Peristiwa dan penanganan di lokasi
Peristiwa terjadi sekitar pukul 21.00 WIB saat kendaraan pikap merek Suzuki Carry yang membawa 12 penumpang melintas di kawasan Tanjong Krueng. Menurut Plt. Kepala BPBD Kabupaten Pidie, Apriadi, pohon kedondong yang menimpa kendaraan diperkirakan telah mengalami pelapukan pada bagian akar sehingga mudah tumbang dan jatuh ke badan jalan.
Tim gabungan melakukan evakuasi dan penanganan di lokasi hingga sekitar pukul 23.10 WIB. Petugas memastikan material pohon dipotong dan dibersihkan sehingga akses jalan kembali normal setelah proses evakuasi dan penanganan korban selesai.
Korban tewas dan luka
Semua korban yang meninggal tercatat berasal dari Gampong Puli Seuke. Identitas ketujuh korban meninggal adalah:
- Zubaidah (60)
- Nurmawati (50)
- Rapasah (55)
- Fatimah Wati (47)
- Salbiah (68)
- Zainabon (64)
- Halimah (68)
Lima penumpang lainnya mengalami luka, dengan satu orang dirawat dalam kondisi kritis (koma). Identitas korban luka yang dilaporkan adalah:
- Ahmad Sahir (12)
- Muhamad Kausar (7,5)
- M. Hidayat (25)
- Huaidi (10)
- Dayat (25) — dilaporkan dalam kondisi koma akibat luka pada kepala
| Jenis | Jumlah |
|---|---|
| Penumpang pada pikap | 12 |
| Meninggal | 7 |
| Luka-luka | 5 |
Respons pemerintah daerah
Apriadi menyampaikan pihak Pemerintah Kabupaten Pidie menyiapkan bantuan bagi keluarga korban. Dinas Sosial akan memberikan bantuan masa panik sebagai bentuk perhatian pemerintah daerah terhadap keluarga yang terdampak.
"Hari ini Dinas Sosial akan memberikan bantuan masa panik kepada keluarga korban. Ini sebagai bentuk perhatian pemerintah daerah."

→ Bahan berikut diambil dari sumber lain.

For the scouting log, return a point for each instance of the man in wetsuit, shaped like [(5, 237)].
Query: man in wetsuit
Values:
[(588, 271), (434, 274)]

Risiko pohon tumbang dan tindakan preventif
Peristiwa ini menyoroti kerentanan pohon besar di sisi jalan provinsi terhadap kondisi pelapukan akar dan faktor keselamatan pengguna jalan, terutama pada malam hari. Pohon yang sudah lapuk berisiko roboh mendadak terutama saat tidak ada penanganan rutin pemeliharaan atau pemantauan kondisi akar dan tajuk.
Sebagai informasi bagi masyarakat, beberapa langkah pencegahan yang kerap dianjurkan pihak instansi terkait antara lain:
- Rutin pemeriksaan pohon di sepanjang ruas jalan utama oleh dinas terkait;
- Penebangan atau pemangkasan pohon yang dinilai berisiko roboh setelah dilakukan penilaian teknis;
- Pemasangan rambu peringatan sementara dan pembatasan lalu lintas saat cuaca buruk atau ketika ada tindakan penanganan pohon;
- Peningkatan koordinasi antara Dinas Perhubungan, Dinas Lingkungan Hidup, dan pemerintah kabupaten untuk mitigasi pohon tumbang.
Dampak sosial bagi kampung
Keluarga korban yang seluruhnya berasal dari Gampong Puli Seuke kini berduka karena kehilangan sejumlah anggota keluarga sekaligus. Peristiwa ini berpotensi menimbulkan dampak psikologis dan ekonomis bagi keluarga dan komunitas setempat, sehingga bantuan cepat dan langkah pemulihan oleh pemerintah daerah menjadi penting.
Pihak berwenang setempat masih menuntaskan proses evakuasi, penanganan medis, dan administrasi pemulangan jenazah kepada keluarga. Proses penyisiran dan pembersihan pohon serta normalisasi arus lalu lintas dilaporkan telah diselesaikan pada malam kejadian.
Peristiwa ini menjadi pengingat bagi pengguna jalan untuk selalu waspada terhadap potensi bahaya dari vegetasi di sisi jalan, khususnya pada malam hari dan pada pohon-pohon yang tampak rapuh atau lapuk.